Em Portugal todos sabem o que é carraspana, o título da minha crónica de hoje. No Brasil não se usa esse termo mas alguns outros que significam a mesma coisa. Aliás, também em Portugal existem muitos mais.
Quando cheguei a Évora naquele dia 13 de Outubro, as primeiras pessoas a visitar foram, lògicamente, os familiares e de pronto tratei de arrumar a minha hospedagem na casa de minha mãe. No dia seguinte parti para uma pequena digressão pelos recantos da cidade em busca dos amigos. Eu já estava preparado para algumas surpresas, mas não para tantas, pois muitos deles já partiram para outra dimensão. Lamentei as perdas e fui encontrando os ainda vivos.
Nessa tarde de quinta-feira, conversando com o amigo Manata, velho companheiro de caçadas e pescarias, fui convidado para um almoço de lebres assadas na casa de um outro amigo comum na segunda-feira seguinte.
Chegado o dia, como não era muito longe --- uns 6 km apenas, fui andando a caminho da casa do casal Dulce e Prezado. E foi agradável a caminhada, pois passei por locais em que não passava há muitos anos. Como a velha Fábrica dos Leões, outrora uma grande potência no ramo das massas alimentícias e onde mamãe trabalhou por muitos anos com grande sacrifício. Hoje, ali, é uma dependência da Universidade de Évora.

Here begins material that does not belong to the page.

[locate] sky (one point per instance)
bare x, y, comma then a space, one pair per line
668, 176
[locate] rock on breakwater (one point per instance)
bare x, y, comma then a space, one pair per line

Cheguei ao destino e pela fresta do portão vi o meu amigo com a arma na mão tentando afugentar aqueles pardais que não caíssem com os chumbinhos da pressão; era a veia de caçador em acção...
Fui o primeiro a chegar e o anfitrião tão pouco sabia que eu tinha sido convidado... Mas essas coisas não têm a mínima importância no nosso tipo de relacionamento entre amigos. As lebres estavam a assar. Os demais foram chegando e foram-me apresentados os que não conhecia.
Enquanto as lebres assavam, saboreámos umas deliciosas ameijoas. O vinho, um maravilhoso tinto alentejano, foi correndo goela abaixo de cada um dos presentes e esgotava-se uma garrafa atrás da outra.
Finalmente chegaram as lebres á mesa. O aroma maravilhoso e o sabor divino. Coisa da Deusa romana da caça, a nossa muito conhecida Diana que tem na cidade um grande templo em sua homenagem... Sei que há muitos anos eu não tinha tão grande prazer à mesa, pois caça sòmente aqui.
Comidas as lebres muito bem regadas, tomámos uma maravilhosa aguardente de medronhos que veio directamente do Algarve para nós. Não imaginam a octanagem daquela bebida caseira... E o pessoal não se contentou em saborear um gole e sim o cálice cheio a ser emborcado.
Não satisfeitos, arrematámos com um tradicional Licor Beirão e a desgraça foi assim configurada com dois "estrangeiros" na mesa alentejana --- um algarvio e outro beirão.
Eu vi que os companheiros foram-se retirando aos poucos e quando dei por mim, estava só com os anfitriões. Vim embora também e do mesmo modo que fui regressei. Do mesmo modo? Não! Tudo me pareceu estar fora do lugar naquela noite estrelada. Até mesmo as estrelas me confundiam, se é que eu tinha naquele momento capacidade para distinguir o mapeamento celeste dos dois hemisférios...
Reconheci que estava muito mal e reconheço que há muitos, muitos anos eu não apanhava uma carraspana daquele calibre. Achando-me perdido e incapacitado, ainda tive o descernimento de apertar a tecla no telemóvel para pedir à mãe dos meus filhos (ex esposa) que mandasse um taxi para me pegar. Era a única tábua de salvação. Mas do outro lado ouvi: "Jamais aturei bebedeiras na minha vida e não será hoje que irei aturar!". Interpretei isso como uma incompreensão e falta de solidariedade, achando mesmo que foi desrespeitado um certo Código de Ética que costuma estar afixado nas paredes dos bares.